Wednesday, September 4, 2013

#247 / The End Of Power

Pictured to the left is Moises Naim. He has written a book called The End of Power. Bill Clinton recommends it. At least, that is what Richard Cohen says in a recent column

I haven't read Naim's book. I did read Cohen's review. 

As far as I can tell from the review, based on the examples that Cohen cites, the "problem" that Naim is discussing isn't so much that there has been an "end" to power. The problem is that the elite "leaders" and traditional authority figures who have wielded power in the past can no longer simply tell people what to do, and expect them to do it. This "end of power" phenomenon is being experienced by nations, and presidents, and political party leaders, and corporate executives. Again, this is what I gather from Cohen's description.

The "leaders" and the elite have lost power, but the power hasn't "ended." It's moved.

Parents used to tell their children what to do, and if questioned "why," the parents' response was "because I say so."

According to Naim, per Cohen, this is "maybe the most poignant loss of power," the product of a "change in mentality."

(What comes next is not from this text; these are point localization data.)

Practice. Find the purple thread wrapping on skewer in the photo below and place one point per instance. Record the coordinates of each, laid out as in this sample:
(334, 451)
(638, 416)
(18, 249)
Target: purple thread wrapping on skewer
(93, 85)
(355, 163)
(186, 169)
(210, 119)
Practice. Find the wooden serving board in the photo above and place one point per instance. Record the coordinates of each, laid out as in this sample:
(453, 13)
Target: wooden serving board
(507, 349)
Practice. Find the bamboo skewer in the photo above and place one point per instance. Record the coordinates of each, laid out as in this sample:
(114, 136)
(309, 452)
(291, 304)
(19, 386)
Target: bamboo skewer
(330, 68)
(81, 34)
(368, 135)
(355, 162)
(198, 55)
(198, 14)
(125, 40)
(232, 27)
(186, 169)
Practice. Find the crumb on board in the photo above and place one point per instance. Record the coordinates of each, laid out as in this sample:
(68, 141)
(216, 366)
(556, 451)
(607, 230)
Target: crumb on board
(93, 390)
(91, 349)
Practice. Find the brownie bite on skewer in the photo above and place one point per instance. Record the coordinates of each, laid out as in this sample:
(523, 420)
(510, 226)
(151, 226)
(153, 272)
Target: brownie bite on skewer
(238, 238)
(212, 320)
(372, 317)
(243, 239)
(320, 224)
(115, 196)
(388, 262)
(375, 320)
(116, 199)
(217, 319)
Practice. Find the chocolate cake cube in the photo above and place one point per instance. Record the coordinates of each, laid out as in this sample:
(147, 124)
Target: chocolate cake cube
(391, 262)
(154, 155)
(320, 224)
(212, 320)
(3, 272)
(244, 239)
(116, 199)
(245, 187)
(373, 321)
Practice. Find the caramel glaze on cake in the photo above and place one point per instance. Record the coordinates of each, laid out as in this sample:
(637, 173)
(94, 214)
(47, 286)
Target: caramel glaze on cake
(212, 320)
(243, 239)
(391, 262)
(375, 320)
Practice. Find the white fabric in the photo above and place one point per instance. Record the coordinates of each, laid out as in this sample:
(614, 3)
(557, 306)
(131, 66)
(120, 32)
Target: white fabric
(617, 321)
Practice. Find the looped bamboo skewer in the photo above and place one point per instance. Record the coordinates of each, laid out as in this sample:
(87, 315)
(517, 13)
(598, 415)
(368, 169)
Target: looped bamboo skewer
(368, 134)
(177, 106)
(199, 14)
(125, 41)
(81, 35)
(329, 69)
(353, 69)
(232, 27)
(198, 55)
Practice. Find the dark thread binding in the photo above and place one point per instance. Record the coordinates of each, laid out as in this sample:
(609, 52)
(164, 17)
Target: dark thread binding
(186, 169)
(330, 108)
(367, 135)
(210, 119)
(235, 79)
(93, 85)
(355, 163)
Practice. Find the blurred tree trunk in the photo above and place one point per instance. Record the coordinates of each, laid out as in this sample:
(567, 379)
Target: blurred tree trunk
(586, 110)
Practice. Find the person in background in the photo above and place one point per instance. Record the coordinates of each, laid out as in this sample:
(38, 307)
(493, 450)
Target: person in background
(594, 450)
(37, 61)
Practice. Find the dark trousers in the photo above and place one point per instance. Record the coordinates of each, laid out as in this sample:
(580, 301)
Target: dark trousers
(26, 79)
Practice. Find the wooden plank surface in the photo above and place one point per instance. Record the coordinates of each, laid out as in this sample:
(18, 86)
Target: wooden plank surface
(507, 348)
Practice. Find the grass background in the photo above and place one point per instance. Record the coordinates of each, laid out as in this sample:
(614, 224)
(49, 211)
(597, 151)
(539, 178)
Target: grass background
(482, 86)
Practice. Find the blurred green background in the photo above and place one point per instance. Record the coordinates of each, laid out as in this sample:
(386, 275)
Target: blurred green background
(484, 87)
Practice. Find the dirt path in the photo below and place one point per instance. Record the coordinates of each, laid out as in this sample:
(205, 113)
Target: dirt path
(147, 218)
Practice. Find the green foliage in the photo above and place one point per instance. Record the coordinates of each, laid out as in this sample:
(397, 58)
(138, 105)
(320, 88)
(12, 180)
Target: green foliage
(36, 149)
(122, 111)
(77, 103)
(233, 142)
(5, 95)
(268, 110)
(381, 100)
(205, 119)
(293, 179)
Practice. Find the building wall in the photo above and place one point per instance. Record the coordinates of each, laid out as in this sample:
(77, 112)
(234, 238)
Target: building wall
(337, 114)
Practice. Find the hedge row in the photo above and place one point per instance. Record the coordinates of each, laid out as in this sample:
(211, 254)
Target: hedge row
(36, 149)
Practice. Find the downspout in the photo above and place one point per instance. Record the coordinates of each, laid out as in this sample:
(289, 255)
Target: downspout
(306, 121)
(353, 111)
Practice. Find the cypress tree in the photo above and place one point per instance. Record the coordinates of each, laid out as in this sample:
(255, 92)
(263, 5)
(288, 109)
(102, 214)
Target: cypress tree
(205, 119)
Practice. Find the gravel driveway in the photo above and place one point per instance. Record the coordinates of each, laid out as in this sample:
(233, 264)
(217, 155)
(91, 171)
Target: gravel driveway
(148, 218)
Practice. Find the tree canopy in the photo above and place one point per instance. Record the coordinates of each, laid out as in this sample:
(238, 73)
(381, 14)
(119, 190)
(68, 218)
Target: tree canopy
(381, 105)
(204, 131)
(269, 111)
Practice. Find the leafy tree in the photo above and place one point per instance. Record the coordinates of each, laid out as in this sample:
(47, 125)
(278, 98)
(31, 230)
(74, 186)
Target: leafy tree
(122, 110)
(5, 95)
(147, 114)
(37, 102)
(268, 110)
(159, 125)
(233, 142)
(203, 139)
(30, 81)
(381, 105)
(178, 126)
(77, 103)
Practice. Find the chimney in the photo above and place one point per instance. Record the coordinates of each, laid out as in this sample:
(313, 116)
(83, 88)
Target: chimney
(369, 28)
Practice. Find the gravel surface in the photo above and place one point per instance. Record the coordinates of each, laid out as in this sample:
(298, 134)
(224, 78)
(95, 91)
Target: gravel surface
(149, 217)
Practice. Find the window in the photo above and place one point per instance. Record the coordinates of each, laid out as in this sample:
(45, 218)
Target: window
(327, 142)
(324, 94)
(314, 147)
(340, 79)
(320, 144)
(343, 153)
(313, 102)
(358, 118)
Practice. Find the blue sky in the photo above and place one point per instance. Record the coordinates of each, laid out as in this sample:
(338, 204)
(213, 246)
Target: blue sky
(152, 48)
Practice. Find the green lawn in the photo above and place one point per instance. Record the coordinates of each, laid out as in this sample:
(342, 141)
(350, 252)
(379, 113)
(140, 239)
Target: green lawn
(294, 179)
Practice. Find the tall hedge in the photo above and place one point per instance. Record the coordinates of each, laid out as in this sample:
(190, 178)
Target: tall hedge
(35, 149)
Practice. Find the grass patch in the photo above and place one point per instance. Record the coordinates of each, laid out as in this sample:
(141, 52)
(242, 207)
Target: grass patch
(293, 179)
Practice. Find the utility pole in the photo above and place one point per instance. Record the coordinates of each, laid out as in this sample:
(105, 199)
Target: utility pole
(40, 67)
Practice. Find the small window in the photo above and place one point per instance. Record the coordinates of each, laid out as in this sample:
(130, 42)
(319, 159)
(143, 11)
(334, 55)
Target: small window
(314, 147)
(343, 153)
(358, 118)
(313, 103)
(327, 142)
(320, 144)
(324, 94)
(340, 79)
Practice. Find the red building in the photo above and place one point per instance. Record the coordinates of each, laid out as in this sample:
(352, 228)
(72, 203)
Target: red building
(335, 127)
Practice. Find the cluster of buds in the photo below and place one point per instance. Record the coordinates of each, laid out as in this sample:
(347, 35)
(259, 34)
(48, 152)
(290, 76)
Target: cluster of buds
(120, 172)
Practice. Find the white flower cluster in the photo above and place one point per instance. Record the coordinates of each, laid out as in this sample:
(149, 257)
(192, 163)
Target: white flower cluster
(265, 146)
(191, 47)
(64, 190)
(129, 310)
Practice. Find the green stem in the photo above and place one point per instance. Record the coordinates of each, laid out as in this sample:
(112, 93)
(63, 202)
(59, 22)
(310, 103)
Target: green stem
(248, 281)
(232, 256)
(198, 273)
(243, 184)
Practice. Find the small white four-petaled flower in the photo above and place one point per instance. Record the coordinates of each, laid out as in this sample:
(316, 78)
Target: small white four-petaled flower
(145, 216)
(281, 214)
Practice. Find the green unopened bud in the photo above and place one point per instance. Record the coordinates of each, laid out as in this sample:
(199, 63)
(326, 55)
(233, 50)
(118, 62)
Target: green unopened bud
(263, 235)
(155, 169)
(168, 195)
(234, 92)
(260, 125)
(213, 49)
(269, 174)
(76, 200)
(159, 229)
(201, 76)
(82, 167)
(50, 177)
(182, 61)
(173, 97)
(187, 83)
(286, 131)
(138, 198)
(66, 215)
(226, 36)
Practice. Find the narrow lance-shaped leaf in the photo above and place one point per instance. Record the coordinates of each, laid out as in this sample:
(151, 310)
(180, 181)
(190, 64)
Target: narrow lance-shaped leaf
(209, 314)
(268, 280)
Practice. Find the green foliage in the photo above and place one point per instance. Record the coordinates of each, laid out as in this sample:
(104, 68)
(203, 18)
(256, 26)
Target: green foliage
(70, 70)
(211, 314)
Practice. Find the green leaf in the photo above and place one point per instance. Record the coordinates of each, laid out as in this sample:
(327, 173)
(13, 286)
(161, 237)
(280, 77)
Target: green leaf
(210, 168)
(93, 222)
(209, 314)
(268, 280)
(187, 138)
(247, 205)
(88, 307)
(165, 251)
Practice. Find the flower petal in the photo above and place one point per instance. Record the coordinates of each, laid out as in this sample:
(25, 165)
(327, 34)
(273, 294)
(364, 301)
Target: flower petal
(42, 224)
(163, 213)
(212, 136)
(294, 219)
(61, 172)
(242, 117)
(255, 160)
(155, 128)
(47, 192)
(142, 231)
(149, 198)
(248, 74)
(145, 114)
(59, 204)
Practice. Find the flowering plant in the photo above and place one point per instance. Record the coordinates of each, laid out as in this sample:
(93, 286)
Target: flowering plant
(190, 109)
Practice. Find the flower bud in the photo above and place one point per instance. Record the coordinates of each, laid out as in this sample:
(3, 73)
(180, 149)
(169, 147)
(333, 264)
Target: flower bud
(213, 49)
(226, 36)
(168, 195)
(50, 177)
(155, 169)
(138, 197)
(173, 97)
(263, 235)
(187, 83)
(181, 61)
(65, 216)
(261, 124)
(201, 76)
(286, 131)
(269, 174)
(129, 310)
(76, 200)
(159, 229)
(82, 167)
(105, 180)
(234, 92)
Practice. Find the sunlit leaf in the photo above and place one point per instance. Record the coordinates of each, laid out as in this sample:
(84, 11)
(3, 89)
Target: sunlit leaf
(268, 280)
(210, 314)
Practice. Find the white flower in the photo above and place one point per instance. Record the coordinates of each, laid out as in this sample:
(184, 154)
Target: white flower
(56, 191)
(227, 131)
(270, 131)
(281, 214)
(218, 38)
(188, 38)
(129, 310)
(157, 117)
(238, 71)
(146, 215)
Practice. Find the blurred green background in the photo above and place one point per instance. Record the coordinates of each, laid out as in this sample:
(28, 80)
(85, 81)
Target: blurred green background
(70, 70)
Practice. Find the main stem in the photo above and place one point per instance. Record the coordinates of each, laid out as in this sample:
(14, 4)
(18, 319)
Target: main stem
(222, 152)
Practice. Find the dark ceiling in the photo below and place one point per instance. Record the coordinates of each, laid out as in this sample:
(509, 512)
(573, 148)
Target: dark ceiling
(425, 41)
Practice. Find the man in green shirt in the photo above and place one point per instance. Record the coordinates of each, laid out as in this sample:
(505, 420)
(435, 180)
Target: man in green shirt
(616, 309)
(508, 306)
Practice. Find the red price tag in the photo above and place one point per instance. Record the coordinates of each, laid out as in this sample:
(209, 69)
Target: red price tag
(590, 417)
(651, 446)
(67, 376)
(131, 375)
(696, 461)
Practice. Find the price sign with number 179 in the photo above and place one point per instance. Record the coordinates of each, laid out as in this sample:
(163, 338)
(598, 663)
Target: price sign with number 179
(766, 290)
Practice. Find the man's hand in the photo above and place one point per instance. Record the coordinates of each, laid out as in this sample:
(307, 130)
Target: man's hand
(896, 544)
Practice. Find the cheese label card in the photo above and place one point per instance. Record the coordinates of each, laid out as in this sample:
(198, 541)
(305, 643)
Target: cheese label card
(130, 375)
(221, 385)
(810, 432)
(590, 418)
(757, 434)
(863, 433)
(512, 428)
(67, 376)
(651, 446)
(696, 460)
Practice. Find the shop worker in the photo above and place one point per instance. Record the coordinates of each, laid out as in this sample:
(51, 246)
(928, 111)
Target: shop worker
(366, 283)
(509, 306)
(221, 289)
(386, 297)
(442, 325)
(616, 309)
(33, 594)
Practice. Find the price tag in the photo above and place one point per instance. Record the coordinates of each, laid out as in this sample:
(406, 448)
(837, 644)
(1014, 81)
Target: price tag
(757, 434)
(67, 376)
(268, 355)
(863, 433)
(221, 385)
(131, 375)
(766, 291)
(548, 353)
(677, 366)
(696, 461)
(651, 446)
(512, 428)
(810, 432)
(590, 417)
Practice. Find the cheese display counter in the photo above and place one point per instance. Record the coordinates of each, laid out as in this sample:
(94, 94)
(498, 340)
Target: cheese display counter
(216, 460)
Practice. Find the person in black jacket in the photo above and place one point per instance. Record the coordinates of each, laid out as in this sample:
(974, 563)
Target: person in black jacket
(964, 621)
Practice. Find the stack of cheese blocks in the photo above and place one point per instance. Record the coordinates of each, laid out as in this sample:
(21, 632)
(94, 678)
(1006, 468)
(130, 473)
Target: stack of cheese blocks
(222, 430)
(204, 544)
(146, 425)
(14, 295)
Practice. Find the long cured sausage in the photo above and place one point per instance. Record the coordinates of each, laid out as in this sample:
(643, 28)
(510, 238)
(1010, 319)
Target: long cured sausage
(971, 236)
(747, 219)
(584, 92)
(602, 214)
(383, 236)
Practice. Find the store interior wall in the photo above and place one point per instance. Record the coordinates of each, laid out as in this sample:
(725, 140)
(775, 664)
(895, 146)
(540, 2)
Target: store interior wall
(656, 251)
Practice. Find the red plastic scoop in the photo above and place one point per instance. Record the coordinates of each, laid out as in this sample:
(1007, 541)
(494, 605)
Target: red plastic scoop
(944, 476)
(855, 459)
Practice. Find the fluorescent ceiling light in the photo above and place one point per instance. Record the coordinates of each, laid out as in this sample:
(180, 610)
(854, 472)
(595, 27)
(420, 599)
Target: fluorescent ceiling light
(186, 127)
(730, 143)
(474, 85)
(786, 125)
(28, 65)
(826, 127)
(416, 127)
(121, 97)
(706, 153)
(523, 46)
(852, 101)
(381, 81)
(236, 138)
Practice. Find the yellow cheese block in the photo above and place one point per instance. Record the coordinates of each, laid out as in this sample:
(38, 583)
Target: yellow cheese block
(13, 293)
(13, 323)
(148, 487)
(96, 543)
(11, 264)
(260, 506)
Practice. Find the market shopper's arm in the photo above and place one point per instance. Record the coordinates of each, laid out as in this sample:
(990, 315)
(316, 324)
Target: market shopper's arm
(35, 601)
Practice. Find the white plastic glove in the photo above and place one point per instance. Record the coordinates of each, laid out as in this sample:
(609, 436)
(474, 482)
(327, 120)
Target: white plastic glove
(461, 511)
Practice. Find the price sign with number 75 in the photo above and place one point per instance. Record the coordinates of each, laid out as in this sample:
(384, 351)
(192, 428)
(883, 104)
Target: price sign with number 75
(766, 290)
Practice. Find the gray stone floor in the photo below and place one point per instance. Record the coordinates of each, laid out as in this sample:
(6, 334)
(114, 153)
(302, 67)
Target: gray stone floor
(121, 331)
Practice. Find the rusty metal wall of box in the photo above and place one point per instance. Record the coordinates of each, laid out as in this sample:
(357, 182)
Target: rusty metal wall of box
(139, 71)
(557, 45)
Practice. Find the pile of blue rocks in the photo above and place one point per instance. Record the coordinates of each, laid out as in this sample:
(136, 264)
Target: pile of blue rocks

Are you telling me that's bad?

I haven't read Naim's book. But from the examples provided in Cohen's review, I am not convinced that the "end of power" that Naim documents is such a bad thing. 

What would be bad would be a failure by ordinary people to grab hold of, generate, and use the power that is always available to each one of us, and that can specifically be mobilized when we act together.

As for the elites and the "leaders," I'm not shedding any tears.